- Browns Crossing Browns Crossing
- Coordinates: 39°24′26″N 86°29′54″W﻿ / ﻿39.40722°N 86.49833°W
- Country: United States
- State: Indiana
- County: Morgan
- Township: Jefferson

Area
- • Total: 0.45 sq mi (1.2 km^{2})
- • Land: 0.45 sq mi (1.2 km^{2})
- • Water: 0.0 sq mi (0 km^{2})
- Elevation: 591 ft (180 m)
- Time zone: UTC-5 (Eastern (EST))
- • Summer (DST): UTC-4 (EDT)
- ZIP code: 46151 (Martinsville)
- GNIS feature ID: 2830470
- FIPS code: 18-08434

= Browns Crossing, Indiana =

Browns Crossing is an unincorporated community and census-designated place (CDP) in Jefferson Township, Morgan County, Indiana, United States. It was named a CDP after the 2020 census.

==Geography==
Browns Crossing is in southwestern Morgan County, 4 mi west of Martinsville, the county seat. It is on the south side of Indiana State Road 67, which leads northeast 17 mi to Mooresville and southwest 19 mi to Spencer. Downtown Indianapolis is 34 mi to the northeast of Browns Crossing.
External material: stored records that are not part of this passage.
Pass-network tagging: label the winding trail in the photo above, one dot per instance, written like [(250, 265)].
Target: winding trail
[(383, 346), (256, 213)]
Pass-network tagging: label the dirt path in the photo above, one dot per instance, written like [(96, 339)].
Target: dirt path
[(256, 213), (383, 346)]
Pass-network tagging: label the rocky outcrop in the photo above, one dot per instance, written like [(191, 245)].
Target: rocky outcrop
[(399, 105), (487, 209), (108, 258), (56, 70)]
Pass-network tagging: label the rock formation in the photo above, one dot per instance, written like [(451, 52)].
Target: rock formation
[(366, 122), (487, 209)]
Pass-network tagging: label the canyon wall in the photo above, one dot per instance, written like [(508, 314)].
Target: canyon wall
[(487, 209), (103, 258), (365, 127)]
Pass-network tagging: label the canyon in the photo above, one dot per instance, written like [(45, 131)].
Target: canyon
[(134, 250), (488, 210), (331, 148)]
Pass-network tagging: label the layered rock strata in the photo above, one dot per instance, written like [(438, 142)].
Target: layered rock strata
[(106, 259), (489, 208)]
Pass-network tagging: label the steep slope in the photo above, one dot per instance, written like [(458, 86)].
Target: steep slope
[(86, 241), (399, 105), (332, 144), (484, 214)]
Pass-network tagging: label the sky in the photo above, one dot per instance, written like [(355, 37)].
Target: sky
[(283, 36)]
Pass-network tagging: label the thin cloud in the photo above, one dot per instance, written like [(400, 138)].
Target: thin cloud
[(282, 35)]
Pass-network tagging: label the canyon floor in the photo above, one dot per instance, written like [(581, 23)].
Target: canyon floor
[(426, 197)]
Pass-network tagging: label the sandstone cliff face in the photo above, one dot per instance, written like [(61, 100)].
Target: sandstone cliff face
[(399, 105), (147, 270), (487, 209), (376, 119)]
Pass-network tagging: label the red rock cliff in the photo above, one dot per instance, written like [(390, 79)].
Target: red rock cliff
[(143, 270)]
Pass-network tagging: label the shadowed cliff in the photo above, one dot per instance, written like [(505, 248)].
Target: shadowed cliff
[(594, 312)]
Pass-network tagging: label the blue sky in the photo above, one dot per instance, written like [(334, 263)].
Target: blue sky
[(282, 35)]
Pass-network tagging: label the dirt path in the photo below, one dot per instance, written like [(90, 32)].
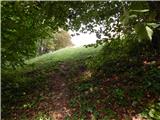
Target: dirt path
[(60, 98)]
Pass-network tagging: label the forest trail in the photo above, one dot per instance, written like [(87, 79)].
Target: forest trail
[(60, 96), (60, 99)]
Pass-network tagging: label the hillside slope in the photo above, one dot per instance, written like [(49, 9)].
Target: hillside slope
[(61, 86)]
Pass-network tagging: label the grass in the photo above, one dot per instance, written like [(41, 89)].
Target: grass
[(112, 93)]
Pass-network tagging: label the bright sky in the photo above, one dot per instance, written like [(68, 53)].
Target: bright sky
[(84, 39)]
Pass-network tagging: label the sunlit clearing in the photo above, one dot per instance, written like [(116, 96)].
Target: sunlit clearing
[(83, 39)]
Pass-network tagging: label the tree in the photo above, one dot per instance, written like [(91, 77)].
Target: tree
[(62, 39), (24, 23)]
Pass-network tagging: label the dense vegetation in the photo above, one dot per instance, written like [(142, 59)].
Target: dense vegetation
[(116, 78)]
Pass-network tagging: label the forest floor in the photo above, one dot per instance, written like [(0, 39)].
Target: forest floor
[(65, 89)]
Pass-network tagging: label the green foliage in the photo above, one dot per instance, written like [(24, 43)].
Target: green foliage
[(62, 40)]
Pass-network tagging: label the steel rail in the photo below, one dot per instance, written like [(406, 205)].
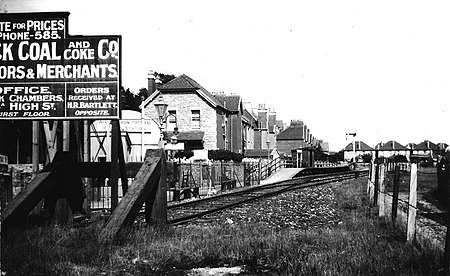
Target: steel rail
[(280, 187), (264, 186)]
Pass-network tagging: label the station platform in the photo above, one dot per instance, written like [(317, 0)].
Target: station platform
[(281, 175)]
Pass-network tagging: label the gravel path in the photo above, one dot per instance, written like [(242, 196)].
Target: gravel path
[(301, 209)]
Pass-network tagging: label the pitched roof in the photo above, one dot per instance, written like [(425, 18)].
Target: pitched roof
[(392, 145), (442, 146), (256, 153), (293, 132), (359, 145), (426, 145), (185, 135), (229, 102), (184, 83), (250, 118)]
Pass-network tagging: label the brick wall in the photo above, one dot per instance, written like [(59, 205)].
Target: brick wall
[(183, 104), (286, 146)]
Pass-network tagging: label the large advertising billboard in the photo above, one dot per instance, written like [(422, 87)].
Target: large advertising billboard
[(46, 74)]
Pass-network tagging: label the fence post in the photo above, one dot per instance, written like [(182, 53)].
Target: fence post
[(381, 194), (412, 204), (447, 238), (371, 178), (395, 194), (374, 188)]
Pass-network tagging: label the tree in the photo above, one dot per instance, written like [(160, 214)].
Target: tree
[(129, 100)]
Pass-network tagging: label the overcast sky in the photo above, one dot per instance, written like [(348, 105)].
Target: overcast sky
[(377, 68)]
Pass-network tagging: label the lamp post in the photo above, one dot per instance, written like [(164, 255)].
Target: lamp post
[(354, 146), (161, 108)]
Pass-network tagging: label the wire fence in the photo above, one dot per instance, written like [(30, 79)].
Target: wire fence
[(396, 188)]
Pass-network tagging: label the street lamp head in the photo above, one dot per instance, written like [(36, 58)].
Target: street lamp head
[(161, 108), (174, 139)]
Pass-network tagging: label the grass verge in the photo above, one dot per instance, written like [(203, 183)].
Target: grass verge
[(361, 244)]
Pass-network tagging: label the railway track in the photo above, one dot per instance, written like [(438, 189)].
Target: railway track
[(188, 211)]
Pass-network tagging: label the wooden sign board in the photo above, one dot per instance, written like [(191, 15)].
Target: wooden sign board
[(47, 74)]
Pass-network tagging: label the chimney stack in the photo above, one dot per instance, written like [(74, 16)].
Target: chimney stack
[(158, 82), (151, 81)]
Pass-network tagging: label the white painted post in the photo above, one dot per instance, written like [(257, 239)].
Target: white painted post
[(412, 204), (373, 186), (371, 179), (381, 194)]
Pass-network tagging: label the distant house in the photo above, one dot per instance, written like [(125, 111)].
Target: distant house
[(292, 138), (235, 116), (204, 120), (358, 148), (391, 148), (424, 148), (249, 123)]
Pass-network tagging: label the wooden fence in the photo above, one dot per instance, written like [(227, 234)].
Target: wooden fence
[(379, 196)]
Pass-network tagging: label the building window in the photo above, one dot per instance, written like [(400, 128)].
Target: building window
[(171, 120), (195, 119)]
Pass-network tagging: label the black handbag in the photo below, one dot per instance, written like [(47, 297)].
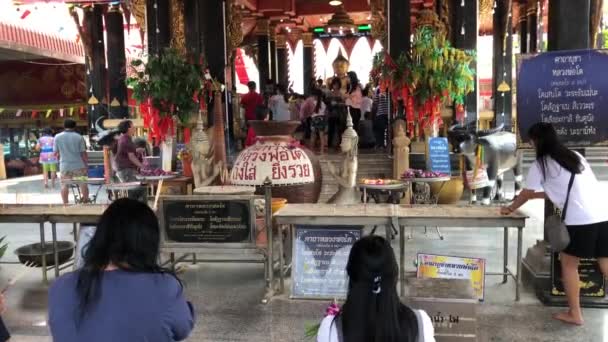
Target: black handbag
[(557, 232)]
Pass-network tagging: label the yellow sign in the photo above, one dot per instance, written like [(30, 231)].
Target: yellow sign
[(451, 267)]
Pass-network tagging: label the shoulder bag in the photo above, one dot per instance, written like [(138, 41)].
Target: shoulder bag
[(556, 229)]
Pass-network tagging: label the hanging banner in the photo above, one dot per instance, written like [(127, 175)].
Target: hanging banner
[(568, 90)]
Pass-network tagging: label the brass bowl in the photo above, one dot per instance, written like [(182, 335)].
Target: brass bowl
[(278, 203), (451, 193)]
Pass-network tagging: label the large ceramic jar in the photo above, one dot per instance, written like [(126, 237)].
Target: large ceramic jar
[(294, 170)]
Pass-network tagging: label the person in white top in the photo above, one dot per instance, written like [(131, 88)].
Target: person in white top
[(318, 122), (372, 311), (586, 214), (279, 104)]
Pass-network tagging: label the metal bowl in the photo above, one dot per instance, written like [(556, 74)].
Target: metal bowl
[(32, 253)]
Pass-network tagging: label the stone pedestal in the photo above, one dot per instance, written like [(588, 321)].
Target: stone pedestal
[(401, 150)]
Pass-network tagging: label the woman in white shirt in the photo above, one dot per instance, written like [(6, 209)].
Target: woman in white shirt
[(586, 214), (372, 311), (318, 122), (279, 104)]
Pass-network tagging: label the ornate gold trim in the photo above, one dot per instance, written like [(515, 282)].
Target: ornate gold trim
[(138, 9), (234, 31), (178, 32), (281, 41), (262, 27), (307, 39)]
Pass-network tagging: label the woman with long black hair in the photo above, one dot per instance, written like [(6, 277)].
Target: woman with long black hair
[(555, 170), (372, 311), (121, 293)]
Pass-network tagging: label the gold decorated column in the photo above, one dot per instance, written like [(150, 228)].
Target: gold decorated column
[(309, 61), (178, 32)]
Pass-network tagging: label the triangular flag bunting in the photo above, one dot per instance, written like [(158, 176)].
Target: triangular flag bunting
[(93, 100)]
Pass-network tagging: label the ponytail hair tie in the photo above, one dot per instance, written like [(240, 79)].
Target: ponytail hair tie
[(376, 289)]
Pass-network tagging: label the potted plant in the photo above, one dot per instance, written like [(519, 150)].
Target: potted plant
[(432, 72), (166, 87)]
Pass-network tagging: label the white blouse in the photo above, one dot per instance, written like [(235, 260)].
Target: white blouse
[(586, 205), (426, 333)]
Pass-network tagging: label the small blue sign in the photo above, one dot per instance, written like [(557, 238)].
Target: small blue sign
[(439, 155), (319, 260)]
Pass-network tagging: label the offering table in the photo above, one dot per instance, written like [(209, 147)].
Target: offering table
[(37, 213), (391, 215)]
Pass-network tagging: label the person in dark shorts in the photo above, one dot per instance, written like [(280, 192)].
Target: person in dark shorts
[(318, 121), (586, 214)]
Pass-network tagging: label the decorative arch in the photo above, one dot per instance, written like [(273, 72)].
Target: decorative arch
[(327, 51)]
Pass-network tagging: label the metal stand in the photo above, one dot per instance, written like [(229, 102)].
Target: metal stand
[(269, 253)]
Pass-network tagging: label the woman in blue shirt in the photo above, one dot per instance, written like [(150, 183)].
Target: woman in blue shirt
[(121, 293)]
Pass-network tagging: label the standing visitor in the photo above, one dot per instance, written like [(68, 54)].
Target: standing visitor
[(48, 158), (586, 217), (380, 110), (318, 121), (261, 114), (251, 101), (306, 111), (373, 311), (4, 335), (336, 113), (71, 151), (366, 102), (279, 104), (366, 132), (121, 294), (354, 98), (126, 159)]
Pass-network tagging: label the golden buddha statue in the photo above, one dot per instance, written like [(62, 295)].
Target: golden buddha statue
[(340, 66), (347, 175), (204, 169)]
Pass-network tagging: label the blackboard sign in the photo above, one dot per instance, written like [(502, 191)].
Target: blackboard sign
[(591, 278), (568, 89), (320, 255), (207, 220), (439, 155)]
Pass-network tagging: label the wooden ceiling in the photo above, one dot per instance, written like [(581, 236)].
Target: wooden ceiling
[(305, 14)]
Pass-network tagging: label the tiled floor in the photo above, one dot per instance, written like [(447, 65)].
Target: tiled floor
[(227, 296)]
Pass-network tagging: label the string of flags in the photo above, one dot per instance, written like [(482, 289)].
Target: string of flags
[(50, 113)]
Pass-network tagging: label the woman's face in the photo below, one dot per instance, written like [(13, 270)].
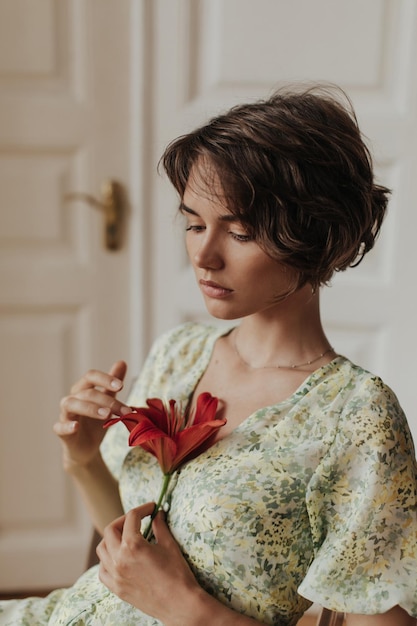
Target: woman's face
[(236, 277)]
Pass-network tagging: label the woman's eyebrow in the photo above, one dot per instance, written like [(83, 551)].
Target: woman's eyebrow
[(185, 209), (226, 217)]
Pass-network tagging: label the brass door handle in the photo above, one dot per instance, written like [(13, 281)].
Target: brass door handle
[(113, 207)]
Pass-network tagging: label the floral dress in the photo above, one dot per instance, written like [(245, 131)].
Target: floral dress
[(309, 500)]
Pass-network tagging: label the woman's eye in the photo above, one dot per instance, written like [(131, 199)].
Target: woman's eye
[(194, 227), (240, 237)]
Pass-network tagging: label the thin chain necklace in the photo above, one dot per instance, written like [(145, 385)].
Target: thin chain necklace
[(265, 367)]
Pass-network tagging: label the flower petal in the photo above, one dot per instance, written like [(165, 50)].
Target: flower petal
[(153, 440), (196, 439)]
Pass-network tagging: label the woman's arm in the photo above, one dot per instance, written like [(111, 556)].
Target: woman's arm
[(155, 578), (80, 427), (395, 617)]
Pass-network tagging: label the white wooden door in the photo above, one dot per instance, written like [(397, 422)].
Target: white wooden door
[(212, 54), (70, 74)]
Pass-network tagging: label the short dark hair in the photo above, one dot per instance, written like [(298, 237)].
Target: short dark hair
[(295, 170)]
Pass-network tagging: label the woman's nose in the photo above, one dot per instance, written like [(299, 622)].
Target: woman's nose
[(208, 254)]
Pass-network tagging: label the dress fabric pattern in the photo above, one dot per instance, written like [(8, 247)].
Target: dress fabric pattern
[(309, 500)]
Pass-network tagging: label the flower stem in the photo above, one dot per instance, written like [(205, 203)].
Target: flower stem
[(160, 502)]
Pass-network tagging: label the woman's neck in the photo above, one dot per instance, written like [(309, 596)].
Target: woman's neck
[(288, 333)]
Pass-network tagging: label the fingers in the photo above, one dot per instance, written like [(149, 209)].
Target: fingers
[(133, 519), (161, 530), (111, 383), (124, 529), (94, 396)]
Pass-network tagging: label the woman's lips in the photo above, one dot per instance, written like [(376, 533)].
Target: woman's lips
[(214, 290)]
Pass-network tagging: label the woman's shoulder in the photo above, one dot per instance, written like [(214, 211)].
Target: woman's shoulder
[(185, 340), (368, 405), (359, 384)]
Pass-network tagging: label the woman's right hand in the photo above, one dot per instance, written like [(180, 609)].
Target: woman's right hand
[(90, 402)]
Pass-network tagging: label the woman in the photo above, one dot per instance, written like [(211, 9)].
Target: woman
[(309, 491)]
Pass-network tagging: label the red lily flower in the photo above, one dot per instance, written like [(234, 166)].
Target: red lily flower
[(171, 436)]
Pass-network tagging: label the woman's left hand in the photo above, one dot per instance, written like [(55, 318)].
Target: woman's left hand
[(154, 577)]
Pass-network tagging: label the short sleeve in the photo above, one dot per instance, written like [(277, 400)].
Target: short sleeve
[(115, 444), (361, 502)]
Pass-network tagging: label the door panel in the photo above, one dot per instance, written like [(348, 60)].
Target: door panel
[(66, 88)]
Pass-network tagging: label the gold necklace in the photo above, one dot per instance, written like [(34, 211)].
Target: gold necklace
[(265, 367)]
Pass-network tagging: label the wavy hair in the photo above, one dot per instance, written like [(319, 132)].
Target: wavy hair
[(296, 172)]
According to the U.S. Census Bureau, the CDP has a total area of 0.45 sqmi, all land. The community lies on the north side of the valley of the White River.

==Demographics==
The United States Census Bureau delineated Browns Crossing as a census designated place in the 2022 American Community Survey.